Syndicated Tenancy-in-Common Arrangements: How Tax-Motivated Real Estate Transactions Raise Serious Nontax Issues
Probate and Property, September/October 2004, Volume 18, Number 5
By Bradley T. Borden and W. Richey Wyatt
Bradley T. Borden is an associate professor of law at Washburn University Law School, Topeka, Kansas. W. Richey Wyatt practices with the San Antonio, Texas, law firm of Oppenheimer, Blend, Harrison & Tate, Inc.
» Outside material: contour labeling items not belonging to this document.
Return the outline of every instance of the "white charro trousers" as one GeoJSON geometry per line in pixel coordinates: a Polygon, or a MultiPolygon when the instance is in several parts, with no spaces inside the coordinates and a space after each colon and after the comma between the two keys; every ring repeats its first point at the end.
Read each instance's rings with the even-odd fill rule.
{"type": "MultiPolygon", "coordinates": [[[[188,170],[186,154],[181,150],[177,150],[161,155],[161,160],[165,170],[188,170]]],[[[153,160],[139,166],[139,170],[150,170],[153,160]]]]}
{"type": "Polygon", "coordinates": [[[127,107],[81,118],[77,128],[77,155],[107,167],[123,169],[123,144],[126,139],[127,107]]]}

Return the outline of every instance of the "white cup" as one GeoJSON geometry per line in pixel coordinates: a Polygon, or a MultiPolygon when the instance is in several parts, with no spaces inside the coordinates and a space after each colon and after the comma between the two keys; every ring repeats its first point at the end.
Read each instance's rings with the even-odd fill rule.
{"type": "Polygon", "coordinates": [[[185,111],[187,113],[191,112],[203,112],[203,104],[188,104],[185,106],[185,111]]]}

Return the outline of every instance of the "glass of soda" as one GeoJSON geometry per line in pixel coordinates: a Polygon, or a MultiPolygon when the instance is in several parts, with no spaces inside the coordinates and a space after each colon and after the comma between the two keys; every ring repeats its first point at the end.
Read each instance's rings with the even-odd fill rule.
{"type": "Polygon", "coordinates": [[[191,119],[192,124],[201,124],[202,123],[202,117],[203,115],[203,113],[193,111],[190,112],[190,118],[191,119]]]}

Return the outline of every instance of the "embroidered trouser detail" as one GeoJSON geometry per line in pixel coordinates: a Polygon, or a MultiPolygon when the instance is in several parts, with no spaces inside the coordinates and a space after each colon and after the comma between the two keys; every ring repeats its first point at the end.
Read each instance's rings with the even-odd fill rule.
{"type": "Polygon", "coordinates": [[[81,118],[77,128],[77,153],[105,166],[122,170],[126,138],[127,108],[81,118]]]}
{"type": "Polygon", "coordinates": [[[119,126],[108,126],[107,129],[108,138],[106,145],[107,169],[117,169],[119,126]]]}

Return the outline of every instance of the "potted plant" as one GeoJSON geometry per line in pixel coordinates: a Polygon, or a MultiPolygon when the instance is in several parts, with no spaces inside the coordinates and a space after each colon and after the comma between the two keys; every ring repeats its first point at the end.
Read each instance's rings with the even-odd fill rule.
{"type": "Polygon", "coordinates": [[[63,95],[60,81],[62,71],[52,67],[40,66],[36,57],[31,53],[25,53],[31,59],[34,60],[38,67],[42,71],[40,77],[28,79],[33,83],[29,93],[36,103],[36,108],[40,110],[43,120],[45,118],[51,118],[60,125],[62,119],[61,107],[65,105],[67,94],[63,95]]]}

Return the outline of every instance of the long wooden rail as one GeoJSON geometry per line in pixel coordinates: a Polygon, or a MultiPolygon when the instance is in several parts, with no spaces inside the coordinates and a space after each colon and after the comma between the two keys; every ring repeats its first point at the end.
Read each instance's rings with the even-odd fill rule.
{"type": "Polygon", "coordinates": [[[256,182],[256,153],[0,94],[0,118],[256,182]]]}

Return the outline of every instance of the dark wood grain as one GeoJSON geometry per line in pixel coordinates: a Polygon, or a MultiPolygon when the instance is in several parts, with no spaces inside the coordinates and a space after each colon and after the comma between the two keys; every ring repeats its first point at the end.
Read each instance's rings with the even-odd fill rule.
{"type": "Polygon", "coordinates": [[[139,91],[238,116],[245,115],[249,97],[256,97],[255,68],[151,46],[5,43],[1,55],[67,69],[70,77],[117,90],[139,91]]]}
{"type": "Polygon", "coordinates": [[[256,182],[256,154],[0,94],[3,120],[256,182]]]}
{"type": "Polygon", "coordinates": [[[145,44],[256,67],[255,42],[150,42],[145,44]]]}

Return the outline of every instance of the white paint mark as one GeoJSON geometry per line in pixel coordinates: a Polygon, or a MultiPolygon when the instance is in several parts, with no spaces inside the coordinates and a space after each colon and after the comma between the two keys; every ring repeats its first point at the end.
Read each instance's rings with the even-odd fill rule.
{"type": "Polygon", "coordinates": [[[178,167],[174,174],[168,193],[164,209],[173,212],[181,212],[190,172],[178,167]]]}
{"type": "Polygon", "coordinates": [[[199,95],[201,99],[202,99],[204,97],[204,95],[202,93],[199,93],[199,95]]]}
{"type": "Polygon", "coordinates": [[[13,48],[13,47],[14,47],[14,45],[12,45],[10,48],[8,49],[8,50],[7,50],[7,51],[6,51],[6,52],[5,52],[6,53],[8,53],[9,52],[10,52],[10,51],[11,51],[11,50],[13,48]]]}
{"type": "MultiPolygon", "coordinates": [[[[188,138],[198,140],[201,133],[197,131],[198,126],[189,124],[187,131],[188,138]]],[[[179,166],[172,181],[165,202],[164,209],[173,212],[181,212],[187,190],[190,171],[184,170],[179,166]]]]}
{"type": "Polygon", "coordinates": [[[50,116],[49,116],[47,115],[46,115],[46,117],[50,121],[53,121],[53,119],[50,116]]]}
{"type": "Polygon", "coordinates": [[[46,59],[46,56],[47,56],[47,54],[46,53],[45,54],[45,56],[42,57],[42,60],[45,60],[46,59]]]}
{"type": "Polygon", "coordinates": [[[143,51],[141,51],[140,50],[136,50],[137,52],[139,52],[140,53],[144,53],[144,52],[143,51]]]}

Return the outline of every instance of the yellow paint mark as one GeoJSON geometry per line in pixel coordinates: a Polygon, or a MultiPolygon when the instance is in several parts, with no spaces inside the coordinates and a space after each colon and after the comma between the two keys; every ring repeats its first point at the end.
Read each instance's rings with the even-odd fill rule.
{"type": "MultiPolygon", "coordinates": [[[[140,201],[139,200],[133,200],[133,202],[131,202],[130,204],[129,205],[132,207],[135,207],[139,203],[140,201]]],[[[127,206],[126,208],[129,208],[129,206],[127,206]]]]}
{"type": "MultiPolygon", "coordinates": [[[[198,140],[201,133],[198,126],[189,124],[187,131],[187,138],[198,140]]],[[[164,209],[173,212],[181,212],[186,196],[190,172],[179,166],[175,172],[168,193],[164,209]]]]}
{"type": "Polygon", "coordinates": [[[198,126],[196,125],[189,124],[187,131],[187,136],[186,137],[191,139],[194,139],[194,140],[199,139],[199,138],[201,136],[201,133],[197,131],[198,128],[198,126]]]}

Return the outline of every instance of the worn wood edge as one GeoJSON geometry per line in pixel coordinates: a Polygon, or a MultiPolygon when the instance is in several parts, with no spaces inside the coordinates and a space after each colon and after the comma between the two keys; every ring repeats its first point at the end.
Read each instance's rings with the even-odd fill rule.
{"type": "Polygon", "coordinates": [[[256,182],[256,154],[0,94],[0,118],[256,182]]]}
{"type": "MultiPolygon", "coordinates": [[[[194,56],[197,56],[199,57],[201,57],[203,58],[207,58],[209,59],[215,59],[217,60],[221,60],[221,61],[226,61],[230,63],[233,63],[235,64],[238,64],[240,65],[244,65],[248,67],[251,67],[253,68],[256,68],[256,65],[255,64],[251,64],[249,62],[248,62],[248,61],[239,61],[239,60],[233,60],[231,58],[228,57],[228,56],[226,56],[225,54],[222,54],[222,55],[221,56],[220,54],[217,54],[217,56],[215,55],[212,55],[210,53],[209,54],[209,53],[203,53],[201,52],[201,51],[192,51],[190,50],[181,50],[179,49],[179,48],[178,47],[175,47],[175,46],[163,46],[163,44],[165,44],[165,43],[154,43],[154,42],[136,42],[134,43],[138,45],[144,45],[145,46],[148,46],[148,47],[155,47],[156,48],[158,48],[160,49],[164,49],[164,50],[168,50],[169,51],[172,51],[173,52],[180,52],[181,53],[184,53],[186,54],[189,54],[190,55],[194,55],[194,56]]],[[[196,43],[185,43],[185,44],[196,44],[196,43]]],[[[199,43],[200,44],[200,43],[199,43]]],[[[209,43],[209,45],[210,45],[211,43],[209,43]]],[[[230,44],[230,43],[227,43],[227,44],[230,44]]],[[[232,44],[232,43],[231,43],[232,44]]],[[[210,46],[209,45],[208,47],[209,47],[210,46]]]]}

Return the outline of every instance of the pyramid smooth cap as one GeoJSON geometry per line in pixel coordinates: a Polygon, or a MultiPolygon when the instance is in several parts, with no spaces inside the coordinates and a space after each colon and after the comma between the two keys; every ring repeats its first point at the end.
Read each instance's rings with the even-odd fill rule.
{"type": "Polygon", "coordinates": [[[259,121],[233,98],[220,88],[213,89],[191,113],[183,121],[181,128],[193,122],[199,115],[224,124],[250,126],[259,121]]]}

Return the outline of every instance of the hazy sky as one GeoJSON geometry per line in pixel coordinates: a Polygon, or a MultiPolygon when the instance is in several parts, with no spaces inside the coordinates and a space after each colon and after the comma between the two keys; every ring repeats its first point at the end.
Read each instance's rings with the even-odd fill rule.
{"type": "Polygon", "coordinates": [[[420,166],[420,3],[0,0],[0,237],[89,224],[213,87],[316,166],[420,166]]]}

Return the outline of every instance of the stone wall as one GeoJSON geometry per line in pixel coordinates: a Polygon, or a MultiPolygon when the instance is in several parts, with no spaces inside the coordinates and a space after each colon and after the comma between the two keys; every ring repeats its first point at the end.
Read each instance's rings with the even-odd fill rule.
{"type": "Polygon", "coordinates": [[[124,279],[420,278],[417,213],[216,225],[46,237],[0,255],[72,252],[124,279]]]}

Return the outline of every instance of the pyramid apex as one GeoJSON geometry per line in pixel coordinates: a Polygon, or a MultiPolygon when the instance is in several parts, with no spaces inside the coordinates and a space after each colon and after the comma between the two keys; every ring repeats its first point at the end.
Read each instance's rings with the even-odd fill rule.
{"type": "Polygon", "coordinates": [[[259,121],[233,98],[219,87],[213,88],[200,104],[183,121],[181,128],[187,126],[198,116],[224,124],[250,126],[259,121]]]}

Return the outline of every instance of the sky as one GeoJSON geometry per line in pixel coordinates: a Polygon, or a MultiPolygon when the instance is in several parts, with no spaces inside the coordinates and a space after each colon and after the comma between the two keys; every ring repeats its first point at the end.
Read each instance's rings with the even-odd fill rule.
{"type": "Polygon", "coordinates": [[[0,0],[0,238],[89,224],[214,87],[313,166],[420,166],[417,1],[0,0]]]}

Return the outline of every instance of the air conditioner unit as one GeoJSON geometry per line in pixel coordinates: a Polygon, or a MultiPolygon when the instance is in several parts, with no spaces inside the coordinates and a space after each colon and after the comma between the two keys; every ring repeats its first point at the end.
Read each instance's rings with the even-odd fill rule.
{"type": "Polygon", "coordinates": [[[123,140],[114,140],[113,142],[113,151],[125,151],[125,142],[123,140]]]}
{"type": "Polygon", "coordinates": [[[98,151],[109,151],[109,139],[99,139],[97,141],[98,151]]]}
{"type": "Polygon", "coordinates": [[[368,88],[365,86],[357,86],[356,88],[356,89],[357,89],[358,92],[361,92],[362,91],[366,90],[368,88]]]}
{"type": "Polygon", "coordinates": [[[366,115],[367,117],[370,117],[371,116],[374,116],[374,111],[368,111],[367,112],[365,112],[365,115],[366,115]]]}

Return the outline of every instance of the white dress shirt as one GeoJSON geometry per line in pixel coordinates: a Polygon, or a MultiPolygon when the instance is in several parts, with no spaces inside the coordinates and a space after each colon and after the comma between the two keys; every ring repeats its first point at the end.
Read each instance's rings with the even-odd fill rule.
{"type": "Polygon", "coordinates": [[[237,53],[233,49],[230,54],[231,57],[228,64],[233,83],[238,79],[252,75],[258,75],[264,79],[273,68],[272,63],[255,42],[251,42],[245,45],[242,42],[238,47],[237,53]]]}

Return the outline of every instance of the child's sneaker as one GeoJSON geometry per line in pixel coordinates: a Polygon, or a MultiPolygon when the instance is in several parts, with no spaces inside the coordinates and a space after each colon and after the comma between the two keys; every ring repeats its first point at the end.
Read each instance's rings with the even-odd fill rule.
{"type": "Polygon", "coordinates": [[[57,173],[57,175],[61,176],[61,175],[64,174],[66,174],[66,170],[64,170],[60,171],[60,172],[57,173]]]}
Some real estate syndicators have added tenancy-in-common (TIC) interests to their traditional offerings of limited partnership interests. A TIC interest allows an investor to acquire an undivided interest in the underlying property instead of buying an interest in an entity that owns the property. The primary driving force behind this trend is property owners’ need for replacement property to complete tax-free exchanges under Code § 1031. Syndicators, however, are finding that investors will invest cash, other than Code § 1031 exchange proceeds, in TIC arrangements. They do so because syndicators promise higher rates of return than investors have recently been able to find in the stock and bond markets. Nonetheless, because TIC arrangements almost always involve Code § 1031 exchange proceeds, technical requirements must be satisfied to obtain the tax results required by the Code § 1031 investors. Also, because these arrangements involve the ownership of real estate by multiple owners, they raise many nontax issues that must be considered along with the tax issues.